A digital customer experience can be incredible or incredibly frustrating. Business leaders know this to be true, although they may not be sure what to do about it.

A survey of executives at director level or above found that 93% said their customers’ digital experience is important or very important to the success of their organizations, and 78% of those with C-level titles said they personally had switched brands “often or very often” because of a poor digital experience. In other words, they recognised the danger of customers leaving them because of a poor digital experience – although curiously only 56% reported their customers doing so. The question is whether they are mistaken in expecting their customers to be more forgiving than they themselves are.

A good digital experience is one that does what we expect it to – whether that is finding information we are seeking, viewing video and other multimedia, or transacting business as in an e-commerce or online banking scenario. A bad one is where a video buffers and stalls, the shopping cart won’t check out or the transaction fails. In other words, a bad digital experience makes big promises but fails to follow through on them.

The consequences reported by survey participants include:

• Customer churn – 56%
• Customer complaints – 43%
• Loss of revenue – 39%

One interesting finding of the survey was that C-level executives were more likely than other leaders to assign a high importance to digital experience quality within the overall customer experience.
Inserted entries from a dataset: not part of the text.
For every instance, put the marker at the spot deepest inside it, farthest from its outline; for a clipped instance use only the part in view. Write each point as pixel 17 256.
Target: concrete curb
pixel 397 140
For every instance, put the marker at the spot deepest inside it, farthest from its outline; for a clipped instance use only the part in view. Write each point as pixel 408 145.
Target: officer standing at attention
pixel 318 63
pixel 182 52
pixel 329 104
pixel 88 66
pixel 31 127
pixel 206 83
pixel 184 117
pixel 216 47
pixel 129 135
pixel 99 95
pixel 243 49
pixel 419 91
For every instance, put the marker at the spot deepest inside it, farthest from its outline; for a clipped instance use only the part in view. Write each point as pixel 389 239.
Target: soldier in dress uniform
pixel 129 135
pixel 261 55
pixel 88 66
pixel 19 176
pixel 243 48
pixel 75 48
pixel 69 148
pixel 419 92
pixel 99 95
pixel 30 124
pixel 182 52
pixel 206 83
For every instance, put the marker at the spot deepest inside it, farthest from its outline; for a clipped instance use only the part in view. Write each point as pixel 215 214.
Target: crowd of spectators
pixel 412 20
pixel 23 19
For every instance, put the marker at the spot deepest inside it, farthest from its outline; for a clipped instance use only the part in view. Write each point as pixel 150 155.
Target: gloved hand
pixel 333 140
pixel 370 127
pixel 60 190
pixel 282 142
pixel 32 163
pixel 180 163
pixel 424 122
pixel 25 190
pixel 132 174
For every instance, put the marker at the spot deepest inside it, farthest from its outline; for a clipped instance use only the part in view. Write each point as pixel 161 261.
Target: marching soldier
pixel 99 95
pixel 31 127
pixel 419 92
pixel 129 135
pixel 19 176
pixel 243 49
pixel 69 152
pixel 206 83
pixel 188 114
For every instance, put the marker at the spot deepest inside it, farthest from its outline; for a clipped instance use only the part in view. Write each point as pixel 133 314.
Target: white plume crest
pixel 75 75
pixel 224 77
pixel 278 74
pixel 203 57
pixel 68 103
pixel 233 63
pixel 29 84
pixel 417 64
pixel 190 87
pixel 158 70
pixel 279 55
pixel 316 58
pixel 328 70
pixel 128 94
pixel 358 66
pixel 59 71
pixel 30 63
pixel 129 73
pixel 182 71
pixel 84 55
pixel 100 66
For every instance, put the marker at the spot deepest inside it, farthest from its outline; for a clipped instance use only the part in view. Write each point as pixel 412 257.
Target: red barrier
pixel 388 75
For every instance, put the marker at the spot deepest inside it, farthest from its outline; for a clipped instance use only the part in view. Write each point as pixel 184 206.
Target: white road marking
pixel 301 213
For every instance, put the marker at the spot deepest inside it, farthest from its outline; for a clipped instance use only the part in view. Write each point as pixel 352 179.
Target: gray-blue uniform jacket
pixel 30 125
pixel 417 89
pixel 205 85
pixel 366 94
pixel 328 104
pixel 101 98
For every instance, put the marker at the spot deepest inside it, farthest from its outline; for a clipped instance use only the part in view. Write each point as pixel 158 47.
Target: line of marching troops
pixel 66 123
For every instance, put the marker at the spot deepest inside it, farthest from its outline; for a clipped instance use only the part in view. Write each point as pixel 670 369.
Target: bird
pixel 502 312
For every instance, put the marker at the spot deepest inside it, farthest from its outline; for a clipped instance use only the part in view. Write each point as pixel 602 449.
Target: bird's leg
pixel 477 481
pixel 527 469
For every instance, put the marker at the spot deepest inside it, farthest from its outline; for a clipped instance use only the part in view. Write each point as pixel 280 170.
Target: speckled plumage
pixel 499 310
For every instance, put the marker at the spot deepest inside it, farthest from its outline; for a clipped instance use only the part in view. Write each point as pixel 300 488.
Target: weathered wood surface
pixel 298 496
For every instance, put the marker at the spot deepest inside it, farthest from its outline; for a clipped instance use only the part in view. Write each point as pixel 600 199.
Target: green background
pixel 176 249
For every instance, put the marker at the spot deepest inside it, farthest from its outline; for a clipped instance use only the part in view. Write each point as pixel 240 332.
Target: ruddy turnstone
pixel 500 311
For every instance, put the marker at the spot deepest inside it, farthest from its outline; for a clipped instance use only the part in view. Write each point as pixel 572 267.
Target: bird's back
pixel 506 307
For example, 67% of C-level executives said they were concerned about customer churn related to digital experiences, compared with 56% of the overall sample. Another example: 79% of C-suite executives considered a consistent, high quality digital experience to be essential to the success of the business. Only 50% of the other managers surveyed agreed. If top leaders want to make quality digital experiences a higher priority, they need to communicate that more strongly.

Just 54% of those surveyed believe the digital experience their organisation offers today is excellent – although 76% said the digital customer experience is better than the experience their organizations offer in person.

As management disciplines such as Six Sigma teach us, consistency is one of the most important measures of quality. Only 22% of participants said they had achieved a consistent high level of digital quality, while 78% admitted to delivering some level of inconsistency.

One paradox in the findings is that 89% of participants said they were “satisfied or very satisfied” with the technology they use to analyze digital experiences. Even among those who rated their digital experience as less than excellent, 80% said they were satisfied with their digital analytics. Yet nearly a third (34%) said they don’t know enough about how their digital experiences are perceived from the perspective of the customer. And nearly half (49%) said the biggest barrier to improving quality was “identifying specific quality issues that need improving".

What all this suggests to me is that business leaders are still setting the bar too low – expecting their customers to tolerate what they would not and skimping on analytics that provide the all-important customer perspective. It doesn’t matter how many green lights the IT staff can point to in the data center that demonstrate the digital service is working, if the experience of the end user is a #fail. Business leaders know delivering digital experience quality to customers is important. Now, they need to get serious about making it happen.